Figure 7.

Targeting of Gli1 or Myc each inhibits cell viability and spheroid formation in NC;P^+/+ mesothelioma cells. (A) Early passage NC;P^−/− and NC;P^+/+ peritoneal mesothelioma cell lines were seeded in 96-well plates (2,500 cells/well) and treated with indicated concentrations of GANT61 or JQ1 for 72 h in medium supplemented with 2.5% FBS for GANT61 treatment and 10% FBS for JQ1. MTS assays show significant decreases in cell viability in NC;P^+/+ cells compared to NC;P^−/− cells at increasing concentrations of GANT61 and JQ1. IC50 values for the two NC;P^+/+ cell lines were determined using GraphPad Prism. IC50’s were not determined for the NC;P^−/− cell lines, as these cells were very insensitive to GANT61 and JQ1 due to their low expression of Gli1 and Myc, respectively. (B) Morphological appearance of spheroids in presence or absence of GANT61 and JQ1. NC;P^−/− and NC;P^+/+ cells were seeded in 6-well plates (5,000 cells/well) in stem cell medium and treated with GANT61 (2.5 and 5 μM) or JQ1 (39 and 78 nM), and cells were photographed after 10 d. Both GANT61 (at 5 μM) and JQ1 (both at 39 and 78 nM) markedly inhibited spheroid formation in NC;P^+/+ cells compared to cells cultured in medium containing vehicle (DMSO). In contrast, neither drug had much effect on NC;P^−/− cells. (C) Semi-quantitative PCR analysis was performed on NC;P^+/+ cell lines treated as above, and after treatment with drugs for 72 h.
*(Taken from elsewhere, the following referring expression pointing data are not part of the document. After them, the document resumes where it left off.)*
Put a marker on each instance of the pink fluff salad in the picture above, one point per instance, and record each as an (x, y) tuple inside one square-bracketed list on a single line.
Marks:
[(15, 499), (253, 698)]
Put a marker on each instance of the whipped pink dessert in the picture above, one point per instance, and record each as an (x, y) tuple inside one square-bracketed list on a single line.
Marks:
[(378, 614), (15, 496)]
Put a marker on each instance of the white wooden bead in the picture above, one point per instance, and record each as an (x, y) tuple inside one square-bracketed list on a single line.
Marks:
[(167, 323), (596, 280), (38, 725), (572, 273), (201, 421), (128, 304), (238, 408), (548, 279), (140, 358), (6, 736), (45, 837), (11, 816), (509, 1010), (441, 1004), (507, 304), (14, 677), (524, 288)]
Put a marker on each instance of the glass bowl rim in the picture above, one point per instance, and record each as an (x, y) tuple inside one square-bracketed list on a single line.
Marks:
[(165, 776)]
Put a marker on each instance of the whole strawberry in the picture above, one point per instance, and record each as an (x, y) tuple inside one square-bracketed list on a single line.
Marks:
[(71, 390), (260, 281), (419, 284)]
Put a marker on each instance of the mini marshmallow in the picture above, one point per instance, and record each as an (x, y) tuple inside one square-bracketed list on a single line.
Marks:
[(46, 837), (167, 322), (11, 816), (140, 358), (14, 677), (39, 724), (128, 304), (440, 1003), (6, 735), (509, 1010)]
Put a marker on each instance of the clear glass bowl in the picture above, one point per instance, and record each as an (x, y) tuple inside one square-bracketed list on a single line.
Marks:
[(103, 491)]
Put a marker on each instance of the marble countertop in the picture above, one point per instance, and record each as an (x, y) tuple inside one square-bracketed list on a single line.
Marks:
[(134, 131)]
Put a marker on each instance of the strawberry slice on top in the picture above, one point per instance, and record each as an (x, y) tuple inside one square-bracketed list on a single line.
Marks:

RNA was extracted with TRIzol and semi-quantitative PCR was performed. (D) Immunoblot analysis of NC;P^+/+ cells treated with different concentrations of JQ1. Cells were seeded in 6-well plates, treated with JQ1 for 72 h, lysed, and subjected to immunoblot analysis, which demonstrates inhibition of Myc expression by the drug treatment.